The Queen’s College is delighted to mark the start of 2024 with the announcement of a £6.3 million gift to endow permanently its Fellowship in Music and to create a future Director of Choral Music post.
The College celebrates this inspiring gift at a time when music education and the performing arts are particularly under threat. The Covid-19 pandemic accelerated a decline that was already in motion; funding has been cut at every level: from school pupils learning about music for the first time, to entire music departments at higher education institutions.
Professor Owen Rees now becomes the first Waverley Fellow in Music at Queen’s and, upon his retirement, the College will split the academic teaching of music and the directorship of the choir into two distinct roles and appoint the first Waverley Director of Choral Music.
Speaking to the long-term and transformational impact the Waverley Music and Choir endowments will have, Professor Rees commented:
This extraordinarily generous gift will ensure that both academic music and musical performance will continue to flourish at Queen’s.
For the College choir, it greatly expands the freedom to undertake ambitious and exciting musical projects, developing the ensemble’s work with some of the world’s finest orchestras, and taking performances across the globe, opening up to our students new opportunities for musical and cultural exchange.
The endowing of the Music Fellowship safeguards the academic provision in this field at Queen’s, delivered through the unparalleled strengths of the tutorial system. The endowment acknowledges the continuing importance of music against a backdrop of funding cuts across the arts.
Alongside the endowment of these two posts, a further endowment has been created to ensure the choir has the necessary funds to tour on a regular basis and to provide it with the equipment and technology necessary to share its music with audiences here in Oxford and around the world.
The donors, who wish to remain anonymous, said that in making their gift to Queen’s they were focused on securing the College’s rich and vibrant musical tradition for audiences both now and in the future:
Music has helped shape our lives, and we are pleased that we have been given an opportunity to contribute to a major activity within the College.
The College has a long and distinguished history of musical scholarship and choral performance.

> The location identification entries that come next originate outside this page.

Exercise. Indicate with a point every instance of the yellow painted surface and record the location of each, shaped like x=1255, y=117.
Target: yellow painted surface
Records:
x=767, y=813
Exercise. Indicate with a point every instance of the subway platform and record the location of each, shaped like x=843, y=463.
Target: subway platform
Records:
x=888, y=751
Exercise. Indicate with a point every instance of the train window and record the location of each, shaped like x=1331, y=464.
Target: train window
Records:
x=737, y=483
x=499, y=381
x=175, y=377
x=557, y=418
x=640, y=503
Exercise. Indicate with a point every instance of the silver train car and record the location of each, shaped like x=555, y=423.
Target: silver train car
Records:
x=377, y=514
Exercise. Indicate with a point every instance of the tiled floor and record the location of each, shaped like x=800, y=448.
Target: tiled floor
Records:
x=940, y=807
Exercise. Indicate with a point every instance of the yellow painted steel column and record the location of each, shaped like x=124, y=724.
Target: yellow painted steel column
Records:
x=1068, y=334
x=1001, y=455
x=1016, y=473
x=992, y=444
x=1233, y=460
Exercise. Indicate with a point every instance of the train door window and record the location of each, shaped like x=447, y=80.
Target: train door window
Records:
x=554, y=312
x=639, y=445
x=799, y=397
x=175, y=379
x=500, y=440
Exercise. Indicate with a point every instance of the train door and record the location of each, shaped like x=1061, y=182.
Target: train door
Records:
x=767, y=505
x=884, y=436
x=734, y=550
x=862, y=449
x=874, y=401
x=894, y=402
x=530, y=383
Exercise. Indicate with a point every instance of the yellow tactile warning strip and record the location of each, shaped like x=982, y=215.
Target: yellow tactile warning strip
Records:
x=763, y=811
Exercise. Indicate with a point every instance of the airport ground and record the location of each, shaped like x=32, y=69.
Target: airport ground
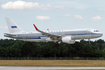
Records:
x=67, y=63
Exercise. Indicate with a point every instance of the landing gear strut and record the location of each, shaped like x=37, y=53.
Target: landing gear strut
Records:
x=89, y=41
x=56, y=44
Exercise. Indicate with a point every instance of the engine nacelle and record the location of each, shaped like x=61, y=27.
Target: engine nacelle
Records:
x=68, y=39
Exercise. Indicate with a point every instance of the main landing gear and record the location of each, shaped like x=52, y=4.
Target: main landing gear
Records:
x=56, y=44
x=89, y=41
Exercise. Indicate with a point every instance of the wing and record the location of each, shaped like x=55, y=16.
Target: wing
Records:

The Waverley Fellowship and the Directorship of Choral Music will ensure that this tradition will continue and thrive.
Recognising the historical significance of this gift, and the effect it will have on both music at Queen’s and the wider College community, the Provost and Governing Body passed their own message of thanks to the donors:
Our gratitude for this gift, and the long-term vision for the teaching and performance of music it makes possible, is profound. We are honoured by the continued vote of confidence the donors have shown in the College. Their gift to Queen’s will have a tremendous impact on our ability to deliver a world-class education and experience.
The Waverley endowments join seven centuries of gifts given to the College by its Old Members and friends, as the College works with each generation of donors to ensure Queen’s remains one of the top colleges at the world’s top-ranked university.